Comparing Three Aerodynamic Models for Predicting the Thrust and Power Characteristics of a Yawed Floating Wind Turbine Rotor

Abstract

This study compares the time-varying rotor thrust and shaft power characteristics of a yawed floating offshore wind turbine (FOWT) predicted by three different open-source aerodynamic models. These models involve the blade-element-momentum (BEM) and the general dynamic wake (GDW) methods implemented in the design code fast developed by NREL, and a higher fidelity free-wake vortex model (FWVM) that is capable of modeling the unsteady skewed helical wake development of the yawed rotor. The study is based on the NREL 5 MW baseline rotor installed on the MIT tension-leg platform (TLP) operating with different rotor yaw angles and under regular sea wave conditions.

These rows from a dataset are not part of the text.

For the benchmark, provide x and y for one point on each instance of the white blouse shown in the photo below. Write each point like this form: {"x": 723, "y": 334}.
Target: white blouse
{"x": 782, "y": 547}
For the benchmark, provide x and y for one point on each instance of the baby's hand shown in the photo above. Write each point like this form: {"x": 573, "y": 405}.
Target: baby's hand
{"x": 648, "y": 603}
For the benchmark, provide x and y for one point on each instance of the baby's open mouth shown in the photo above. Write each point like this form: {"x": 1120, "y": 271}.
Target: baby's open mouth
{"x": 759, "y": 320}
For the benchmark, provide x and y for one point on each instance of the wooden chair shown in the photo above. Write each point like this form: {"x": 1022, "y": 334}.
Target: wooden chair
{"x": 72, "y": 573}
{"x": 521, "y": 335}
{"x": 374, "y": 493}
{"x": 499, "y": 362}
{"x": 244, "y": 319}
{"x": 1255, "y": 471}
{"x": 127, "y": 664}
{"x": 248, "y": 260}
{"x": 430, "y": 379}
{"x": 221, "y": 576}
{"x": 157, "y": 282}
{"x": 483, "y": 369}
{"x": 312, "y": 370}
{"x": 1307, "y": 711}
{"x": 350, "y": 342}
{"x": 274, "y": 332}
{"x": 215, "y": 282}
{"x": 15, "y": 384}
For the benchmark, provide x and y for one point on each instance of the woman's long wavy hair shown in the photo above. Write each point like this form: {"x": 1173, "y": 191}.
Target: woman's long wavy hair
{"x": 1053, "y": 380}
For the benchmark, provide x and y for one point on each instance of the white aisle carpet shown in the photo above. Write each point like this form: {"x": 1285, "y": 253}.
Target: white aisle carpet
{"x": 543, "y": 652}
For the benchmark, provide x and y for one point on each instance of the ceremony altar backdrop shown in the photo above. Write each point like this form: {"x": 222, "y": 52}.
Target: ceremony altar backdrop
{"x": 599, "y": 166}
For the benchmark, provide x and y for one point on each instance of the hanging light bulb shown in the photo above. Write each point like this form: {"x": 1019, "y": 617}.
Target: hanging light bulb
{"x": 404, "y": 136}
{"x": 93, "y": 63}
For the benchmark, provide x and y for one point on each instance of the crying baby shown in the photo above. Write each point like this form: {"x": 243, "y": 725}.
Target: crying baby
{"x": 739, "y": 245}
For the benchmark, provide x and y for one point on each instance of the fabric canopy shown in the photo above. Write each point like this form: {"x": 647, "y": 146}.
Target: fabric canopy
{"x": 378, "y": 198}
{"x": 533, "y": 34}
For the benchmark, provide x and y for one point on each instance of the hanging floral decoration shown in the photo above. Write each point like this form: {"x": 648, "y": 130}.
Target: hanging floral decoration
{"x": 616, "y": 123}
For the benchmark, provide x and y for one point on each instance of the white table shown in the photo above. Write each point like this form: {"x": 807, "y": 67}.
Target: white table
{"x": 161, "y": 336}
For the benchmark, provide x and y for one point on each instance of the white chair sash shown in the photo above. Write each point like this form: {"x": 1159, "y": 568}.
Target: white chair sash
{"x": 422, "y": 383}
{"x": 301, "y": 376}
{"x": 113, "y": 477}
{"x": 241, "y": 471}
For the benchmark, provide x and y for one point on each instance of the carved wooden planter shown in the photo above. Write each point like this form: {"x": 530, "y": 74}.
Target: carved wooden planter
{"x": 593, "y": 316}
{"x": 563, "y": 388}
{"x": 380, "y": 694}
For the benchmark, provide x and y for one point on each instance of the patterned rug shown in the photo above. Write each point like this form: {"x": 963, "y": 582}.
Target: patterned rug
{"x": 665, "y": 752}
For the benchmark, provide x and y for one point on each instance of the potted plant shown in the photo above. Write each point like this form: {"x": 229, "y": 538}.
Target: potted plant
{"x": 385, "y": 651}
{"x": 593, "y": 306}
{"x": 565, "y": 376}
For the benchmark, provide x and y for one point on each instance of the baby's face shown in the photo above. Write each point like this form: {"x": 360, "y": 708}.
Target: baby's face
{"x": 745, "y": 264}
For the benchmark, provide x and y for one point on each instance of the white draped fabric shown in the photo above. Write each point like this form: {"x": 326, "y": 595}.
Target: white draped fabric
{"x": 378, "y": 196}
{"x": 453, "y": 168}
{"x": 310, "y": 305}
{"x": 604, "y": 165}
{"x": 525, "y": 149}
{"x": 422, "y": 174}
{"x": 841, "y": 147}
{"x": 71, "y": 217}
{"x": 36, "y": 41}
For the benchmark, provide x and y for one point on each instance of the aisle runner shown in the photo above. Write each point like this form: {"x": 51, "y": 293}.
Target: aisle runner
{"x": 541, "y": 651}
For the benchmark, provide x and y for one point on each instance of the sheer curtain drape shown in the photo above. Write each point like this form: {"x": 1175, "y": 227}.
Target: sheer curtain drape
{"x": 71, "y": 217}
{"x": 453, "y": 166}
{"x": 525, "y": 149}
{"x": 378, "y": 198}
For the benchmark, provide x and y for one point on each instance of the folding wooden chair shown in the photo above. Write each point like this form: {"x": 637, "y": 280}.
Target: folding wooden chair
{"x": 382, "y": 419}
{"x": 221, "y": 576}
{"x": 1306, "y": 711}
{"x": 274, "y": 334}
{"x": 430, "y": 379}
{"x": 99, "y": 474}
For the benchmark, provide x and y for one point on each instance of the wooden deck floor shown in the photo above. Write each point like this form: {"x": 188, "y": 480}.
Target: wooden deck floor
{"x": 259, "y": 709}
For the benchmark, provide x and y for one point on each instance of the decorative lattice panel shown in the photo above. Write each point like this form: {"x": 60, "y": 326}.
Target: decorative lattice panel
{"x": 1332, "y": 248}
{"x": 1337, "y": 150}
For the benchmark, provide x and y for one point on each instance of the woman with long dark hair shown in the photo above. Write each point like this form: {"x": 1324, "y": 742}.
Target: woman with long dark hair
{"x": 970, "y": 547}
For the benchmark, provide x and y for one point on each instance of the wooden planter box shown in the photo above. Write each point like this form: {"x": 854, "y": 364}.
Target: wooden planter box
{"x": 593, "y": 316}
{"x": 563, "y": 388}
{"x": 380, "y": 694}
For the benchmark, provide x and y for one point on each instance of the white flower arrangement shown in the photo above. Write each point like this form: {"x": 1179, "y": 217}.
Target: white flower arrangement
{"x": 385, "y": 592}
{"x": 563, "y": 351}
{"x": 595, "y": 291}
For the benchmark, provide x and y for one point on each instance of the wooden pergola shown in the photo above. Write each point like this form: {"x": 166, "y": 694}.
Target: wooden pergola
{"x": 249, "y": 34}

Both the undisturbed wind speed and rotor speed are maintained constant throughout the analysis, though different sea wave heights and periods are considered. Initially, the motions of the FOWT under both axial and yawed rotor conditions are estimated in a time domain using fast. These motions are then prescribed to winds, an open-source FWVM developed by the University of Massachusetts Amherst, to determine the aerodynamic rotor thrust and power as a function of time. Both TLP surge and pitch motions are noted to impact the rotor thrust and power characteristics considerably. The three models have consistently shown that the TLP motion exhibits a negligible impact on the time-averaged rotor shaft thrust and power of the yawed rotor. On the other hand, the cyclic component of rotor thrust and power are found to be significantly influenced by the wave state at all yaw angles. Significant discrepancies between the predictions for this cyclic component from the three models are observed, suggesting the need of further research through experimental validation to ensure more reliable aerodynamics models are developed for floating wind turbine design software packages.